Since the clustering result only indicate which observations belong to what cluster $k_i$, we store an observation's cluster number in the list `km_cluster`.

Below we bin the response variable into the numbers of categories used for k-Medoids (4).

In [15]:
# K-Medoids assigned cluster to each observation
km_cluster = []
for n_c, cluster in enumerate(clusters):
    for index in cluster:
        # lst.append([index, n_c])
        km_cluster.append(n_c)
    
# Ground truth
bins = pd.qcut(y, q=n_components, labels=False).tolist()
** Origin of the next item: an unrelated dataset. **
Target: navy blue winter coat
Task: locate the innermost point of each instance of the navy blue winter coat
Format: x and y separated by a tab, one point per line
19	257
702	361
Now we calculate the Normalized Mutual Information (NMI)  between the K-Medoids clusters and the binning method.

In [16]:
normalized_mutual_info_score(km_cluster, bins)

0.0032549711961263605

The obtained NMI means that the clustering obatined by the response variable, SalePrice, is very dissimilar to the one performd by K-Medoids.

Since the ground truth used by this analysis is not ruled by true labels on the dataset, we cannot say if K-Medoids or the binning method is a better clustering criteria. We can only conclude that both models capture the relationships between features in a different manner.